Üçüncü Dönem (Mülûkü’t Tavaif Dönemi) (1031–1090): Endülüs Devleti’nin yıkılması sonucu merkezi idare kalmamış ve doğal olarak otorite boşluğu dönemi başlamıştır. Bu dönemde Endülüs topraklarında 20 civarında devletçik ortaya çıkmıştır. Bu devletler birbiriyle çatışmaya başlamıştır. Nitekim 1085 yılında bunu fırsat bilen Kastilya (Castile) Kralı VI. Alfonso, Endülüs'ün ikinci büyük kenti olan Tuleytula'yı (Toledo) işgal etmiştir. Müslümanlar, ancak bu olay üzerine “Reconquista” hareketinin nasıl ciddi bir tehlike olduğunun farkına varabildiler. Reconquista, Endülüs döneminde, İber Yarımadası'ndaki Hıristiyanlar'ın, Müslümanlar'ın bu yarımadadaki varlıklarını ortadan kaldırma amaç ve çabalarına verilen addır.
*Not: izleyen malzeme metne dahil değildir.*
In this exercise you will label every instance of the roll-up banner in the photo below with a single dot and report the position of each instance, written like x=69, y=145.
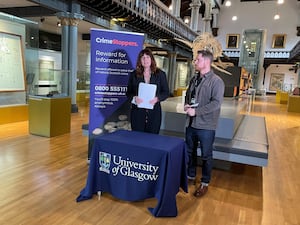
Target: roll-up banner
x=113, y=57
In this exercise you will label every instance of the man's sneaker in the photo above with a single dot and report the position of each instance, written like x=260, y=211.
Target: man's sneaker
x=201, y=190
x=192, y=180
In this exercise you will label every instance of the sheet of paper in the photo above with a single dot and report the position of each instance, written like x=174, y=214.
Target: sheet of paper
x=146, y=92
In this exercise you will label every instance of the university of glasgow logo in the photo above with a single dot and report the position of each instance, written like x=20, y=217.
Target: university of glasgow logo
x=104, y=161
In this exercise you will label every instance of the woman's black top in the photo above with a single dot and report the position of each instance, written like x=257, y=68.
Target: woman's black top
x=147, y=120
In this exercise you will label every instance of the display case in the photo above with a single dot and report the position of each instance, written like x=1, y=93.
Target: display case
x=51, y=82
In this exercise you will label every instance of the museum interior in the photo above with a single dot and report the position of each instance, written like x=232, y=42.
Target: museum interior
x=46, y=69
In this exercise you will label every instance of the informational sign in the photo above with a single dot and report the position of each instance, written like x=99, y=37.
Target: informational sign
x=113, y=57
x=11, y=63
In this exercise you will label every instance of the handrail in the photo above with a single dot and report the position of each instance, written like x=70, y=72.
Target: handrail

Toledo’nun işgali üzerine, Müslümanlar işin ciddiyetinin farkına vardılar ve Kuzey Afrika'daki Müslüman "Murabıtlar" devletinden yardım istediler. Murabıt Devleti bu talep üzerine Endülüs’e yardım etti ve yeni bir dönem başladı.
Dördüncü Dönem (Murabıtlar Dönemi) (1090-1147): Önceleri bu küçük devletçikleri Hristiyanlara karşı koruyan Murabıtlar, bu devletlerin kendi arasında sürekli savaşıyor olması nedeniyle bu işin böyle gitmeyeceğine karar vermişler ve çok önemli bir hükümdar aynı zamanda bir İslam alimi olan Yusuf bin Taşfin (1073-1136) zamanında, Endülüsü tek merkezli bir eyalet haline getirdiler ve böylece Endülüs bir eyalet olarak Murabıtlara bağlandı. Yaklaşık 60 yıl Murabıtların eyaleti olarak varlığını sürdürdü. İlginç olan maddi anlamda en güçlü olan Endülüs Emevi döneminde de bu karışık dönemlerde çok büyük bilim ve düşünce adamları yetişti. Fakat bir süre sonra Kuzey Afrika’da yeni bir dini hareket ortaya çıktı: Muvahhidler. Bunlar Murabıtları müşrik ilan ettiler. Murabıt Devletini yıkıp yeni bir devlet kurdular (1147). Endülüs yine sahipsiz kaldı ve Reconquista hareketi yine uygun ortam buldu yani iç karışıklıklardan yararlanmaya başladı. Endülüs’e saldırılarını artırdılar.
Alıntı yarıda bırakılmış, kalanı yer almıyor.